A checklist for what to do for incidents such as site downtime.
Until the problem is resolved
- Assign an incident lead – a single person that is responsible for this checklist. They should delegate tasks explicitly.
- If there are remote workers, "get everone in the same room" by setting up a video and audio link, e.g. Zoom.
- The incident lead should assign a communicator. The communicator ensures that we inform every affected party. May be in person, by chat, by phone, Auctionet system messages etc.
- Consider communicating:
- When we first notice the problems.
- When there is some workaround.
- When the problems are resolved (from the affected party's standpoint).
- The incident lead should assign a team of deep delvers to dig into the underlying issue.
- The incident lead should assign a team of quickfixers to see what we can do right now to minimise the impact and unblock affected parties.
- The incident lead may want to create a Trello card to keep track of things for this incident.

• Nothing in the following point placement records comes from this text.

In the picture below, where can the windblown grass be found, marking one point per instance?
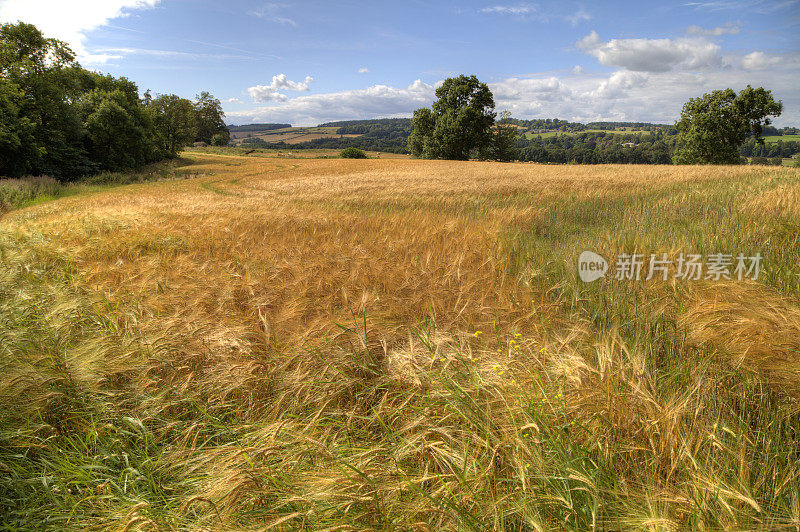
(400, 345)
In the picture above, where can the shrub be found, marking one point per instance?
(352, 153)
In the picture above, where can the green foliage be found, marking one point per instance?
(459, 124)
(352, 153)
(211, 128)
(175, 123)
(712, 127)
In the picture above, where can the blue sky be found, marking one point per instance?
(307, 62)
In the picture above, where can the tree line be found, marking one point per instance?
(59, 119)
(713, 128)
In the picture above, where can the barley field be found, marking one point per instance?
(399, 344)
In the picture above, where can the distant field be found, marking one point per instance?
(310, 344)
(292, 135)
(784, 138)
(554, 133)
(244, 151)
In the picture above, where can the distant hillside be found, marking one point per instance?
(548, 140)
(257, 127)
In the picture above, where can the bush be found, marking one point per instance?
(352, 153)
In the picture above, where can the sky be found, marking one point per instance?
(309, 62)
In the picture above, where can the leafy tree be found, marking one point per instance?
(17, 141)
(459, 124)
(45, 72)
(210, 123)
(352, 153)
(118, 130)
(712, 127)
(175, 123)
(506, 135)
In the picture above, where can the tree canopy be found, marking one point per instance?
(459, 125)
(59, 119)
(714, 126)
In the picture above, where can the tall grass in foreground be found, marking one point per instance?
(474, 384)
(27, 191)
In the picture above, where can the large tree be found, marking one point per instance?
(712, 127)
(175, 121)
(459, 125)
(211, 127)
(506, 134)
(41, 80)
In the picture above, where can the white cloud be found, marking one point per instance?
(759, 61)
(71, 21)
(579, 16)
(271, 13)
(518, 9)
(619, 84)
(527, 11)
(653, 55)
(728, 29)
(374, 101)
(266, 93)
(759, 6)
(623, 95)
(168, 54)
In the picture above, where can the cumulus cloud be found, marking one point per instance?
(728, 29)
(619, 84)
(271, 12)
(518, 9)
(374, 101)
(541, 90)
(267, 93)
(759, 61)
(528, 11)
(652, 55)
(622, 95)
(71, 21)
(579, 16)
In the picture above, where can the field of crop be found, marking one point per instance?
(290, 135)
(784, 138)
(400, 345)
(622, 131)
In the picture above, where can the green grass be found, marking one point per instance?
(608, 416)
(29, 191)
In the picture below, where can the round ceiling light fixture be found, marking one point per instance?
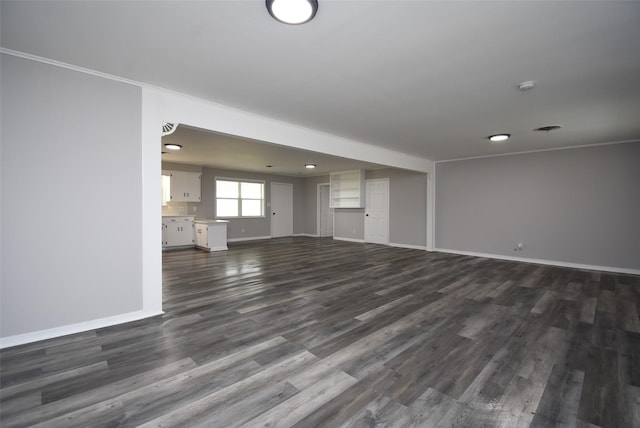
(496, 138)
(548, 128)
(292, 12)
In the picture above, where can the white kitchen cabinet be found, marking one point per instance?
(177, 231)
(347, 189)
(211, 235)
(184, 186)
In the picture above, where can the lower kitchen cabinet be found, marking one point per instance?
(177, 231)
(211, 235)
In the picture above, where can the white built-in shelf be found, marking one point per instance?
(347, 189)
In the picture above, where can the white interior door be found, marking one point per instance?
(376, 220)
(281, 209)
(325, 212)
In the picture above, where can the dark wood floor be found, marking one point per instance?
(315, 332)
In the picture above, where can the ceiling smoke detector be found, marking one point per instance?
(168, 128)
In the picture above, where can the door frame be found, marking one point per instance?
(318, 205)
(290, 185)
(388, 181)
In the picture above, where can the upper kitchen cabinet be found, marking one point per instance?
(183, 186)
(347, 189)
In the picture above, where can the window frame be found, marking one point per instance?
(239, 199)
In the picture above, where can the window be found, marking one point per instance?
(236, 198)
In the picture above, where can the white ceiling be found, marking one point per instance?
(212, 149)
(427, 78)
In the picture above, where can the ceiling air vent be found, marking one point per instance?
(168, 128)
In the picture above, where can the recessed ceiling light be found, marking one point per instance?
(548, 128)
(292, 11)
(499, 137)
(525, 86)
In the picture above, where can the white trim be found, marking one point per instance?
(583, 146)
(318, 204)
(21, 339)
(544, 262)
(411, 247)
(252, 238)
(388, 210)
(270, 205)
(339, 238)
(72, 67)
(431, 211)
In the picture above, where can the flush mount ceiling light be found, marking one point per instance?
(499, 137)
(548, 128)
(292, 11)
(168, 128)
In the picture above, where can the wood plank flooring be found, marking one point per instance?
(310, 332)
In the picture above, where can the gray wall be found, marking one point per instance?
(310, 225)
(253, 227)
(407, 209)
(71, 195)
(573, 206)
(407, 205)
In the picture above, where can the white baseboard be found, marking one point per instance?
(252, 238)
(21, 339)
(543, 262)
(339, 238)
(409, 246)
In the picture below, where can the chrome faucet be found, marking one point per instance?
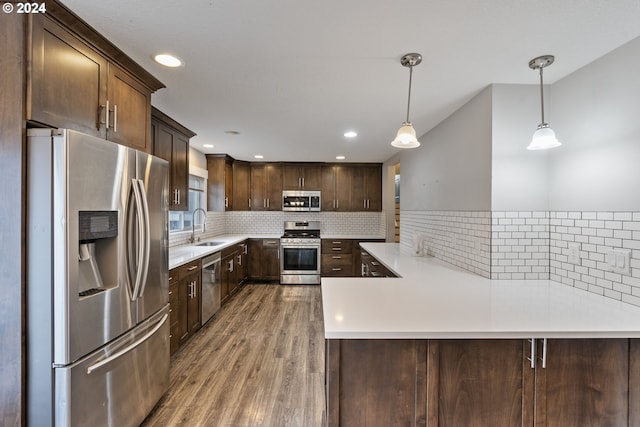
(193, 224)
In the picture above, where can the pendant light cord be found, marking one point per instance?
(409, 97)
(541, 95)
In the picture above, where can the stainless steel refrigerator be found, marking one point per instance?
(97, 281)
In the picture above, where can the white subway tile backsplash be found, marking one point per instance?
(256, 223)
(596, 233)
(525, 245)
(461, 238)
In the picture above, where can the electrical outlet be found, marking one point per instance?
(618, 261)
(573, 256)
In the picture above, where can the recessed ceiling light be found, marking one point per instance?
(168, 60)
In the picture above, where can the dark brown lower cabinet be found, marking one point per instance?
(376, 382)
(478, 383)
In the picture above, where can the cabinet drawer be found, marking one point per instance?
(337, 265)
(188, 269)
(337, 246)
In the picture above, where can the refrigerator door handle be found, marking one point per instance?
(128, 348)
(140, 240)
(146, 242)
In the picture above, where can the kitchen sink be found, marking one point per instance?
(213, 243)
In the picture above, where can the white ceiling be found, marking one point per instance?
(293, 75)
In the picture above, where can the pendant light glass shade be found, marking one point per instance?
(406, 137)
(544, 137)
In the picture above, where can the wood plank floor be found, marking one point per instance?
(258, 362)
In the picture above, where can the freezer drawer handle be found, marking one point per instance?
(127, 349)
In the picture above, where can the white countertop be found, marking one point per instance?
(435, 300)
(352, 236)
(179, 255)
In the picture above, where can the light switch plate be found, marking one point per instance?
(618, 261)
(573, 256)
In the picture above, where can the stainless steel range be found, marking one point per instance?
(300, 253)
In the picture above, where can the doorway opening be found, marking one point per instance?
(396, 179)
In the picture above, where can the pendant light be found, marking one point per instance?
(544, 137)
(406, 137)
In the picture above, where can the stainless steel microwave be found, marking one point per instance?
(301, 201)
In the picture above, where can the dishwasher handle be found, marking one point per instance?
(211, 259)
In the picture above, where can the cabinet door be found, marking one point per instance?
(226, 275)
(328, 188)
(301, 177)
(174, 313)
(271, 259)
(174, 148)
(130, 115)
(292, 177)
(373, 179)
(255, 259)
(478, 383)
(344, 195)
(184, 296)
(67, 80)
(180, 171)
(274, 188)
(311, 177)
(258, 187)
(241, 186)
(242, 262)
(585, 383)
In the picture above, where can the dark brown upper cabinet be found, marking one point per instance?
(171, 142)
(301, 176)
(77, 79)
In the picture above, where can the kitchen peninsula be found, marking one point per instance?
(439, 346)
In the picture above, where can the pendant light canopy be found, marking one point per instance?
(406, 137)
(544, 137)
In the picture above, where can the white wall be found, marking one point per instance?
(596, 115)
(519, 177)
(452, 168)
(196, 158)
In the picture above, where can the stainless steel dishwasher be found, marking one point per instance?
(210, 297)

Anyone not tapped by the incident lead is free to keep working on other things. It is the lead's responsibility to call for all hands if necessary.
Not too long after the problem is resolved, we want a "post mortem" meeting.
The goal of the meeting is to come up with any learnings and actions that let us do better work in future.
- CTO and product owner should attend so we can decide what resources to allocate.
- The discussion should be facilitated (have someone managing it) to keep us on track.
- Timeline: What happened? What did we do? What happened then? Where did we leave things?
- How did this affect end users? Auction houses, buyers, sellers, support, finance, …. What can we then improve?
- Reflect on the post mortem. Can we do post mortems better? Update this document with any learnings.